Interview with Donna Vorreyer at Late Night Library

Donna VorreyerDonna Vorreyer’s Every Love Story Is an Apocalypse Story (Sundress Publications) doesn’t mince its truths. Beginning with a “Preamble,” this poetry volume immediately sets out to disprove the permanence of romantic love—“We all know this is a lie, know/that every paired or melded/thing returns to pieces.”—while maintaining a disquieting undercurrent of displaced hope.

A charmingly relatable collection in which love is “no quick misery” and longing is savage, the speaker becomes “no longer human”; “In your absence, I am animal.” Every Love Story Is an Apocalypse Story‘s haunting thread of romance-as-entropy permeates each poem, leaving the reader to confront the question: why fall in love, when the fallout is everlasting?

every love story

RHIANNON THORNE: I know that while the title is usually one of the last things a poet settles on for her book, it’s the first we settle on as a reader. The naming process really sets the tone for how a volume is consumed. How did you come to title this collection? Did Every Love Story Is an Apocalypse Story have other, previous titles?

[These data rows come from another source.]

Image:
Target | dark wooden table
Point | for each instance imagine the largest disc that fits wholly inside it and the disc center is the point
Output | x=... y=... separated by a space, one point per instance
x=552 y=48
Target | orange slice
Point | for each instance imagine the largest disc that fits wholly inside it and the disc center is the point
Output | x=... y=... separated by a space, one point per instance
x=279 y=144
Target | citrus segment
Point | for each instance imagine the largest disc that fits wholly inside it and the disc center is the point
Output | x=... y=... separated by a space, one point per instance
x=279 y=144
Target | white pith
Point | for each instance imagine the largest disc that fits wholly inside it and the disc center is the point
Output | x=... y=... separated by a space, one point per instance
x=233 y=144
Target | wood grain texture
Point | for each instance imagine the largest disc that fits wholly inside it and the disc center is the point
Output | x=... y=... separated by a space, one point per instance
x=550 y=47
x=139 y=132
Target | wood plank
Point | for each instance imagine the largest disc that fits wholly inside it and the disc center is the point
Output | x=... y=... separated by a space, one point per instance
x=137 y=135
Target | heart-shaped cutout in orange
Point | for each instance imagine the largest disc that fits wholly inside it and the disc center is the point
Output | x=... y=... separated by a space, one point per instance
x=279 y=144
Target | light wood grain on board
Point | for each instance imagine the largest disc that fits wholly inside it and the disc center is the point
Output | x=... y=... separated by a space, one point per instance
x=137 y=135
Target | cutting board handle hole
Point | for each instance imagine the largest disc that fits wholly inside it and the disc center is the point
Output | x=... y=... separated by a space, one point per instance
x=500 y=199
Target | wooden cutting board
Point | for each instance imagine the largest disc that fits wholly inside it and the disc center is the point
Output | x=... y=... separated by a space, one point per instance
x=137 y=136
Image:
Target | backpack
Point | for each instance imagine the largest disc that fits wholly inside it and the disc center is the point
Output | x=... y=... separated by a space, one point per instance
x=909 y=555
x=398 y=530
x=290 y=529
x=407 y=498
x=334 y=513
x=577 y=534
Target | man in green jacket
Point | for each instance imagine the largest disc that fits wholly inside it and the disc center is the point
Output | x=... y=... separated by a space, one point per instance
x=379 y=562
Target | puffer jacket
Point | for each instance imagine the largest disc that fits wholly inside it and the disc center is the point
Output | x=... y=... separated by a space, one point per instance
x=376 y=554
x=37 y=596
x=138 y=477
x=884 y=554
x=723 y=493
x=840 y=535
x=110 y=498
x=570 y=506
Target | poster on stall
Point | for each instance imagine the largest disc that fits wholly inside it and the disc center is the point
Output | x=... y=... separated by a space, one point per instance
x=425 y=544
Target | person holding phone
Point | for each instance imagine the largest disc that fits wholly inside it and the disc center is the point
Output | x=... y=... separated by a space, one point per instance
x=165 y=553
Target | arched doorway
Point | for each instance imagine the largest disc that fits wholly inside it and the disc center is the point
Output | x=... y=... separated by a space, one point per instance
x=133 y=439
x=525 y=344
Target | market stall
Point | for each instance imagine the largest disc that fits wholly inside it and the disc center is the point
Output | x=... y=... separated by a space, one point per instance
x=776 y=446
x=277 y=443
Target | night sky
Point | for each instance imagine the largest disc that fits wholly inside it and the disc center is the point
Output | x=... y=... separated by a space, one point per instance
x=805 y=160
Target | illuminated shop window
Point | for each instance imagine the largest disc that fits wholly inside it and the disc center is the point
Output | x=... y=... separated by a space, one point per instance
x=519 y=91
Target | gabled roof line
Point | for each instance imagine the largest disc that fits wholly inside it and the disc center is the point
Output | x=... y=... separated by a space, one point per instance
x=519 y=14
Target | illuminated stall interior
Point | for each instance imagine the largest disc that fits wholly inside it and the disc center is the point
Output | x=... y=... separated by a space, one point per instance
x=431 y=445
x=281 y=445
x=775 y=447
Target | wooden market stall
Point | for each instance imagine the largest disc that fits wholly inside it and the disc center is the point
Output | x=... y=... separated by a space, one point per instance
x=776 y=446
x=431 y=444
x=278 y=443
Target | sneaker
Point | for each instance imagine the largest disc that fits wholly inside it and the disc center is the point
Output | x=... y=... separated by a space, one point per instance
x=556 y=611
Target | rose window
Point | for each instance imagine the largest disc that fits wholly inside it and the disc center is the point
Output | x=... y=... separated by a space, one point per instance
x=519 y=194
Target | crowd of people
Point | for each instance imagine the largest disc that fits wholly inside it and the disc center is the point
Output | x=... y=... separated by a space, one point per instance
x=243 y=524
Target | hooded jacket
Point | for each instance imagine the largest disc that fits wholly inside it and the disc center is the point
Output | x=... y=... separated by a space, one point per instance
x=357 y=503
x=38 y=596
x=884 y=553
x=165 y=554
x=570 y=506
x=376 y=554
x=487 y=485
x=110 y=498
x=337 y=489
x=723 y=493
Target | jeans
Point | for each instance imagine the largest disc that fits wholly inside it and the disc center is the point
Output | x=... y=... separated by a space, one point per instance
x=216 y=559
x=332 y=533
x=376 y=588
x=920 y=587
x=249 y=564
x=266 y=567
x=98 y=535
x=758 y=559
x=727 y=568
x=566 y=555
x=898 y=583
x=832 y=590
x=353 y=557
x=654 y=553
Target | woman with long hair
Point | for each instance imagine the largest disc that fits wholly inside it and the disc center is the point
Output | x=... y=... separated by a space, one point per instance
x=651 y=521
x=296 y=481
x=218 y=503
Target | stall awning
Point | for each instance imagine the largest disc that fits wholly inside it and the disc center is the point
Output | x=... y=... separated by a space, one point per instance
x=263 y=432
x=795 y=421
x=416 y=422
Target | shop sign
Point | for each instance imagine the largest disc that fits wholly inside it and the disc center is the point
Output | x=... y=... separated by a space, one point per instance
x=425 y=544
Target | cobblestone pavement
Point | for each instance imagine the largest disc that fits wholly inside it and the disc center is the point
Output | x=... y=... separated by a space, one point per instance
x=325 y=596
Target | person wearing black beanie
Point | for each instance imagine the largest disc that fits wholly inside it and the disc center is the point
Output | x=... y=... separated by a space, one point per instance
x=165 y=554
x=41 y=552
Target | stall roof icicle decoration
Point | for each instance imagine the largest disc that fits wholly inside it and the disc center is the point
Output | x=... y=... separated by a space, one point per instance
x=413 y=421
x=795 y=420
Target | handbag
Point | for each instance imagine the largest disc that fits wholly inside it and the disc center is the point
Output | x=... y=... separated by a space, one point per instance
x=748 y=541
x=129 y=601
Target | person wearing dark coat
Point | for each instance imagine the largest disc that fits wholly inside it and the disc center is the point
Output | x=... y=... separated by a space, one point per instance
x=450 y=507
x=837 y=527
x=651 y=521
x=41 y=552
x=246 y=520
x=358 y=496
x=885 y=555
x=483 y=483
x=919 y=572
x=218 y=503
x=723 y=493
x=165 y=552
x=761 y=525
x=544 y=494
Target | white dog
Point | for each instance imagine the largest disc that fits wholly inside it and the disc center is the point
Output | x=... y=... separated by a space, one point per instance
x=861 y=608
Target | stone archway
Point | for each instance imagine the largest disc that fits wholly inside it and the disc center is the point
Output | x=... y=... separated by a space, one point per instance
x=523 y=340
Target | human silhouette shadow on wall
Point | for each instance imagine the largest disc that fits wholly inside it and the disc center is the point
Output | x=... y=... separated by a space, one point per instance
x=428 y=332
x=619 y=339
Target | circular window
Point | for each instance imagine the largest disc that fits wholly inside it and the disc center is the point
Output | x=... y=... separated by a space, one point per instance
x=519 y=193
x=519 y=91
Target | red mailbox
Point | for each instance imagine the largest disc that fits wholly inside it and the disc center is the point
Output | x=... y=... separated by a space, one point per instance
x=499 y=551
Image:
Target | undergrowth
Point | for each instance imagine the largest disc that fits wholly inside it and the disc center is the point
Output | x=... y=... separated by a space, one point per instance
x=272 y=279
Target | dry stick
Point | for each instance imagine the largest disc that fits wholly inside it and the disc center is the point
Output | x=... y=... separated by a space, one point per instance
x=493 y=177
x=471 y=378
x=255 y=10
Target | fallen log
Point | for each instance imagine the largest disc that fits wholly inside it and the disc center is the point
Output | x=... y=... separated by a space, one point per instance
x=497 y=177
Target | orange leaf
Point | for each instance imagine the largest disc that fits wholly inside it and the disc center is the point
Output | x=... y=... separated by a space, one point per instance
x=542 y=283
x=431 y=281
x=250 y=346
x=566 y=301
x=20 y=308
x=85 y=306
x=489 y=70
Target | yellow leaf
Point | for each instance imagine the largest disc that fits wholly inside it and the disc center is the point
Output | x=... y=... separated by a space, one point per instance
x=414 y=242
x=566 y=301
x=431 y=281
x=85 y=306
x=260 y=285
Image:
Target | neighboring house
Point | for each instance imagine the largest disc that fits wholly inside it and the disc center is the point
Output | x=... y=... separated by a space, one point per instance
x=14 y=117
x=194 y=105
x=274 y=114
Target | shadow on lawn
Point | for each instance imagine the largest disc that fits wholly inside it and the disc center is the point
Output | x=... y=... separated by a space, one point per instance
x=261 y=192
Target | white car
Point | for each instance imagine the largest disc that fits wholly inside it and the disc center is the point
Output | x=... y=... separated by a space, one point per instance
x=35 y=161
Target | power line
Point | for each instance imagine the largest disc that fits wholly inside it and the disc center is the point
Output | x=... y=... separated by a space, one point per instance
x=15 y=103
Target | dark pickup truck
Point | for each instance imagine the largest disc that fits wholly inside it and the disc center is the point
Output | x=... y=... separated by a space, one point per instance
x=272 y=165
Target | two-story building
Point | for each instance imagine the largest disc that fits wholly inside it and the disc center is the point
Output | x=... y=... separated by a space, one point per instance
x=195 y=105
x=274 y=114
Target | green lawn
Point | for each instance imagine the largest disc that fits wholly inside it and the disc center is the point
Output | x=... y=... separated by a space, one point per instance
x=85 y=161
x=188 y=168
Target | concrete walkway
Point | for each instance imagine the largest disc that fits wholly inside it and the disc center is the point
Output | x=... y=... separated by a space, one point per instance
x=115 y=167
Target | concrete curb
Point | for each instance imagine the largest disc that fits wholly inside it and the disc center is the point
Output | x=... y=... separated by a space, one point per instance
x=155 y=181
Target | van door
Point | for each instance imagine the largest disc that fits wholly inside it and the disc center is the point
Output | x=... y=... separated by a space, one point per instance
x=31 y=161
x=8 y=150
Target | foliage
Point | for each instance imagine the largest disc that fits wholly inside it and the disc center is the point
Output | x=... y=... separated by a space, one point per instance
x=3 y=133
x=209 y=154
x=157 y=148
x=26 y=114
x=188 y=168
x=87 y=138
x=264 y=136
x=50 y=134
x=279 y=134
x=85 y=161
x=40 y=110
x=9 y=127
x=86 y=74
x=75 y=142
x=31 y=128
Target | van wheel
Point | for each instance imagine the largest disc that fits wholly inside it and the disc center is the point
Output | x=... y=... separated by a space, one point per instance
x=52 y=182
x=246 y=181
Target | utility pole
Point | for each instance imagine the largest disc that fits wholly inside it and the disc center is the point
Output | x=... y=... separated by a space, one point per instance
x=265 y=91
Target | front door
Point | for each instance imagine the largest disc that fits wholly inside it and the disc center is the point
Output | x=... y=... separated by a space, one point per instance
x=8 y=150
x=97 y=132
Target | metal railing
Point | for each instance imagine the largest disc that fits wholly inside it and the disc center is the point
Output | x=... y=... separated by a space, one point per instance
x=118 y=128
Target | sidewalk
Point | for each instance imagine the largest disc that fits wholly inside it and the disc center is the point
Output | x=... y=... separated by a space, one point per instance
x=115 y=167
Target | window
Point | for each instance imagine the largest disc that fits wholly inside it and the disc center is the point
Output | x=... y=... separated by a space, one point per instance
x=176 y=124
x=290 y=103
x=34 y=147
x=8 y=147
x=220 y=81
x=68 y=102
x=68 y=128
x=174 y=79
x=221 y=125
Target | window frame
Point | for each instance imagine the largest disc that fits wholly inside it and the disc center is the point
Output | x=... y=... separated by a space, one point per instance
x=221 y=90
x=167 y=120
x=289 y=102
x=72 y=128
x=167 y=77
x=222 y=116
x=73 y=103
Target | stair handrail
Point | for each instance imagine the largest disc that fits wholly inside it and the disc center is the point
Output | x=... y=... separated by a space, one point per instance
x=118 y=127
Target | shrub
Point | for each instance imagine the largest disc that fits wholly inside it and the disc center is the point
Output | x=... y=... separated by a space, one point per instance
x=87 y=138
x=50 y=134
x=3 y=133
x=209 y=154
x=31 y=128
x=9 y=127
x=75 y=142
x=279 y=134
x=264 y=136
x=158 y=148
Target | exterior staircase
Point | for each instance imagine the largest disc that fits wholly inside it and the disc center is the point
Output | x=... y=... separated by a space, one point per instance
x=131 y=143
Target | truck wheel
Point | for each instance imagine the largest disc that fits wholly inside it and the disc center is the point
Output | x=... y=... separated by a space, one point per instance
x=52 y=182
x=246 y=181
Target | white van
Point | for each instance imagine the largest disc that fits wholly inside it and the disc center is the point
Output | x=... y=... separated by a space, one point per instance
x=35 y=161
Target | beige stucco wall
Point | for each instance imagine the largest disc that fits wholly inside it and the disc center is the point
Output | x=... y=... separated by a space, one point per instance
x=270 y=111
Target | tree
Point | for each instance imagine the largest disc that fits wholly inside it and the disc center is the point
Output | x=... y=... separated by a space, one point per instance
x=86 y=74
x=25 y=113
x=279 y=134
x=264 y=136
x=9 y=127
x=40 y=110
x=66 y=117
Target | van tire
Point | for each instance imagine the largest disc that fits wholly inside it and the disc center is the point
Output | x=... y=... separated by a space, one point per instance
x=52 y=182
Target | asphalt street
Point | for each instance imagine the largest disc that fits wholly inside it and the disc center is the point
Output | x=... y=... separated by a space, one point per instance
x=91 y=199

DONNA VORREYER: This is not a super interesting story, but here it goes. The book had several working titles – the first was Washed With Hymns and Singing, a line from one of the poems. At that point, the book was structured differently and didn’t have the same perspective or narrative arc. It was heavily focused on poems and images that were inspired by the journals of Lewis and Clark and their natural world. (Only a few of those poems survived in the final version.)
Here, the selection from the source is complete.